La drammatica diffusione del virus ha causato un’emergenza sanitaria gravissima e una
crisi economica che non ha precedenti nella storia moderna in tutto il mondo. In molti
Paesi per contenere la pandemia è stato necessario limitare le libertà personali di
movimento, sospendere la didattica di scuole ed università, chiudere temporaneamente
molte attività produttive e limitare di molto anche l’attività politica dei parlamenti e dei
partiti. Inevitabilmente abbiamo assistito alla scomparsa momentanea dei partiti
dall’orizzonte pubblico e all’inevitabile caduta del confronto interno, ma il coronavirus non
può diventare un alibi per sospendere il dibattito e il confronto interno ai partiti. Alcuni si
compiaceranno, altri, forse pochi, si preoccuperanno ma, sicuramente, questa tendenza non
è un bene per la democrazia. Ricordo questo perché da un’inchiesta condotta da autorevoli
osservatori della politica italiana emerge che, in questi mesi, sia l’attività ridotta dei
parlamenti sia la caduta verticale del confronto interno ai partiti avranno una forte
influenza sugli stessi comportamenti politici, e ciò contribuirà ad aumentare quella
tendenza, già presente nel tessuto democratico, di verticalizzazione della politica e la
richiesta dell’uomo forte. Una tendenza, come emerge da questa inchiesta, che rischia di
indebolire progressivamente la stessa qualità della democrazia e delle stesse istituzioni
democratiche.
Una tendenza che diventerà sempre più reale se, come sta accadendo, i partiti
continueranno ad indebolirsi e non verranno più percepiti come tali dall’opinione pubblica.
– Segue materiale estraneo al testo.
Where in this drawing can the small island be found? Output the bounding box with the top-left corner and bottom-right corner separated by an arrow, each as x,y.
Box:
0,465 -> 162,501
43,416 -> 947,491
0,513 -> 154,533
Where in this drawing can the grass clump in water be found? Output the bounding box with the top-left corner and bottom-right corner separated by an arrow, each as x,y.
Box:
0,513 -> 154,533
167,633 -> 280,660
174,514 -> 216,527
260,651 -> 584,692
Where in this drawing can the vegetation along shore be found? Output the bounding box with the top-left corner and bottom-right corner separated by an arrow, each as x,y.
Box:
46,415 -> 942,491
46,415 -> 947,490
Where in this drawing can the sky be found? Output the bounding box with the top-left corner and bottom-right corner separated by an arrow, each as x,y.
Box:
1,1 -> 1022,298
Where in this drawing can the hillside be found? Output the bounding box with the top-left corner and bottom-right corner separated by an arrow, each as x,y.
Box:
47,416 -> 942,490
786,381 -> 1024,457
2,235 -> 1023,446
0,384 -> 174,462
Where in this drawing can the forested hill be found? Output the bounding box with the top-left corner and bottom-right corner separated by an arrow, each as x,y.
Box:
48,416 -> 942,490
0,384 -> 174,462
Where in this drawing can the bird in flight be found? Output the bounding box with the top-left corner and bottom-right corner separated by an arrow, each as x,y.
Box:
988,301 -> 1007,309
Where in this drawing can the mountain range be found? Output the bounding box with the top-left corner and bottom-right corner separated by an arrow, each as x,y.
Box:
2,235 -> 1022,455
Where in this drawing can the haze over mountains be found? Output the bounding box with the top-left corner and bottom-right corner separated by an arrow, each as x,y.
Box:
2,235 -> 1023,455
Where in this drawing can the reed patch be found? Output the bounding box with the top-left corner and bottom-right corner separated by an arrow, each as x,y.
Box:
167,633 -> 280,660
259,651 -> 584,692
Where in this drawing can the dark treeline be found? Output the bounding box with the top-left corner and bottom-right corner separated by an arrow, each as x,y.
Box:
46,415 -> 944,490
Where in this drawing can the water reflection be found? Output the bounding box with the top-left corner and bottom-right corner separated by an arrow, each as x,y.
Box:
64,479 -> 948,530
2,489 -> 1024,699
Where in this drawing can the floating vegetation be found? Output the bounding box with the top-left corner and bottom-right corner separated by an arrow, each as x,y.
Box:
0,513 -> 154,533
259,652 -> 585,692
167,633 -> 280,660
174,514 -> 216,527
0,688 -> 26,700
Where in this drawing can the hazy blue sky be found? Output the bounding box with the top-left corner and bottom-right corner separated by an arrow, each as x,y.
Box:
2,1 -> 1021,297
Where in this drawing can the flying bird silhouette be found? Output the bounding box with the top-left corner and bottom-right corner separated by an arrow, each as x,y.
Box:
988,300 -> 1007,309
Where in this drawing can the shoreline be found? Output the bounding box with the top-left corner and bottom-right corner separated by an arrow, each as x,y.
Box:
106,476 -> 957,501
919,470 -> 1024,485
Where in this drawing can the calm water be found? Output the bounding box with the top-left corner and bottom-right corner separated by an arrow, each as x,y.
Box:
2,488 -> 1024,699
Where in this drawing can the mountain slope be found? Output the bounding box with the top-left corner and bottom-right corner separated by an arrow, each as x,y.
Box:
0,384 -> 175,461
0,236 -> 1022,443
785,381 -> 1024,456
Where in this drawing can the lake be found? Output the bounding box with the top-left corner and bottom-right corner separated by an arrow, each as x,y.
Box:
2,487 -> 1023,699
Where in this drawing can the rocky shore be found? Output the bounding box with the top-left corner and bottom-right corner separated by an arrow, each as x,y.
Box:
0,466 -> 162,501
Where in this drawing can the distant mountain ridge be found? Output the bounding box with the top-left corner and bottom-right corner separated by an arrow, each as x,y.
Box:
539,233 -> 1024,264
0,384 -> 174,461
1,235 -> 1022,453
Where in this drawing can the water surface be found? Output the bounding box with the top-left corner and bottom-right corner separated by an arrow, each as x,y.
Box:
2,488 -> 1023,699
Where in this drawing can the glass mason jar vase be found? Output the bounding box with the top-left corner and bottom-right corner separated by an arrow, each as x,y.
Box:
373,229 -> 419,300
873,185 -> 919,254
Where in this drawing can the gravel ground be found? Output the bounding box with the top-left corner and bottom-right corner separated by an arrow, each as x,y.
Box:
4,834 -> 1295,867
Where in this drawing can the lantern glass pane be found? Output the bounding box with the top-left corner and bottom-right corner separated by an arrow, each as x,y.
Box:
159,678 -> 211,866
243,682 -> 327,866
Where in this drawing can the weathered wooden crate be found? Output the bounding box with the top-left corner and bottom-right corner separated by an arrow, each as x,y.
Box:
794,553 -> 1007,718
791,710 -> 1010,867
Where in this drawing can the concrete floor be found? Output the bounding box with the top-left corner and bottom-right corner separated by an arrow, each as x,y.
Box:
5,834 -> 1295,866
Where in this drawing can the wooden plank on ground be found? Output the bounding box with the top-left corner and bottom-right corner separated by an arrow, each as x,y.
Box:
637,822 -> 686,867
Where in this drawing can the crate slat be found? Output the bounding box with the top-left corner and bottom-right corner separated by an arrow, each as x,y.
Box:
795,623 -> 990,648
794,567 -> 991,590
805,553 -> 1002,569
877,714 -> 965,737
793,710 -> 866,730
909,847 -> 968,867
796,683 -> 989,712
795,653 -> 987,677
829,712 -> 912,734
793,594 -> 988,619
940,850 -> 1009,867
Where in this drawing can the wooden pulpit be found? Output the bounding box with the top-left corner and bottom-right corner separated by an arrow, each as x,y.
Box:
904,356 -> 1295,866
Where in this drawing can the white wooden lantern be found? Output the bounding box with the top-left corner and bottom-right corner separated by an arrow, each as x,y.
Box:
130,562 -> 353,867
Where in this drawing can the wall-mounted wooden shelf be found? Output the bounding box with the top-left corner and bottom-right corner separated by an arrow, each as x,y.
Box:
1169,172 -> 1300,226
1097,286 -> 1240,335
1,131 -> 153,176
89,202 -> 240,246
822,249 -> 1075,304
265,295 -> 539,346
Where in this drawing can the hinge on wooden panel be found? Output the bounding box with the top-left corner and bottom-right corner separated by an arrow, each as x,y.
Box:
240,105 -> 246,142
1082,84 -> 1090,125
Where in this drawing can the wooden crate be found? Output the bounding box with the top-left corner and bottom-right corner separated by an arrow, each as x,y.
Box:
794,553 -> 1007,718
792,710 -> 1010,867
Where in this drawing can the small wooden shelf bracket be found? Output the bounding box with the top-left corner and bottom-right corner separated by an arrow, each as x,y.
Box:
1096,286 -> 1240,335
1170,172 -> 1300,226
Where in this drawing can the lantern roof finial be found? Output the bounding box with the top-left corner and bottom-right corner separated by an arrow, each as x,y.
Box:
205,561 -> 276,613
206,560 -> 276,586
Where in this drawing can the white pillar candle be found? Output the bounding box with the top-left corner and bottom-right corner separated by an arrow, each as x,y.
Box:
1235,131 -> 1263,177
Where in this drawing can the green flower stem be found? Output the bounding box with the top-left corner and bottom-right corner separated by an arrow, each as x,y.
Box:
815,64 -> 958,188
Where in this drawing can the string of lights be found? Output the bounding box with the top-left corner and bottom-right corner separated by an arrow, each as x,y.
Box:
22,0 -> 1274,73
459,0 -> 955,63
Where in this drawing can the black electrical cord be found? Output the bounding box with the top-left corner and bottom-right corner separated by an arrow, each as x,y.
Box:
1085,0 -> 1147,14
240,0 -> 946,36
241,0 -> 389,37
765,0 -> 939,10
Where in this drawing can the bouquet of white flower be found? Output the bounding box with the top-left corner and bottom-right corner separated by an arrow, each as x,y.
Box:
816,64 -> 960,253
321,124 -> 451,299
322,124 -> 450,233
Ora, se questo è lo scenario, occorre capire cosa fare per invertire la rotta e riprendere, se
possibile, un percorso democratico nei partiti e nella società. Se, invece, si ritiene che la
personalizzazione della politica sarà l’epilogo finale di questo processo, ci si dovrà
rassegnare ad una prospettiva dove accanto ai capi partito ci saranno solo e soltanto dei
comitati elettorali funzionali al capo di turno. Uno scenario decisamente diverso da quello
che il nostro sistema ha conosciuto e sperimentato per molti decenni. La situazione attuale
ci porta a due scelte: o i partiti tornano strumenti politici in grado di veicolare la
partecipazione attraverso programmi e progetti, oppure è del tutto naturale che si
trasformino sempre di più in semplici cartelli elettorali, inutili ai fini di una elaborazione
politica, culturale e programmatica ma saranno conosciuti solo per quello che hanno
rappresentato in un lontano passato. Tutto questo viene rafforzato dal fatto che, in molta
parte dell’opinione pubblica, c’è uno stato d’animo diffuso di rabbia e di paura, in quanto,
in questi ultimi anni, le risposte ai loro problemi della politica in generale non sono apparse
convincenti agli occhi di molti. Inoltre se ci si abituerà al mutismo dei partiti, i quali già da
tempo non godono di grande popolarità e simpatia, sarà molto difficile rispedire al mittente
la voglia popolare dell’uomo forte. Io condivido l’opinione di chi dice che se si potrà trarre
una lezione da questa emergenza sanitaria, sarà quella che nessuno risolve i problemi da
solo, ma saranno necessarie sia la responsabilità dei politici con partiti organizzati e
strutturati sia la competenza dei tecnici. Per queste motivazioni ho ritenuto ancora più
opportuna la richiesta di alcuni compagni, membri della Direzione, riguardante la necessità
di rilanciare il Partito Socialista in modo da superare quello stanco galleggiamento degli
ultimi tempi che ha ulteriormente sbiadito la nostra anima socialista; oltre a ciò ho
apprezzato la decisione unanime della Direzione di affrontare adeguatamente una fase in
cui emergerà una fortissima domanda sociale, puntando innanzitutto sull’identità socialista,
una più marcata autonomia e attraverso un contatto più continuo con la nostra base e con il
paese reale. Dopotutto galleggiando non si affonda ma non si arriva mai a riva, si vaga
unicamente senza meta. Ritengo altresì che sia necessario farlo con urgenza perché senza
un cambio di passo e uno scatto in avanti, chiaramente guardando al Paese che è in uno
stato di disagio e che soffrirà la crisi economica e gli effetti del Virus, del Partito Socialista
delle origini progressivamente rischia di rimanere solo il nome o poco più. In tal caso potrà
continuare a chiamarsi Partito Socialista ma sarà un’altra cosa.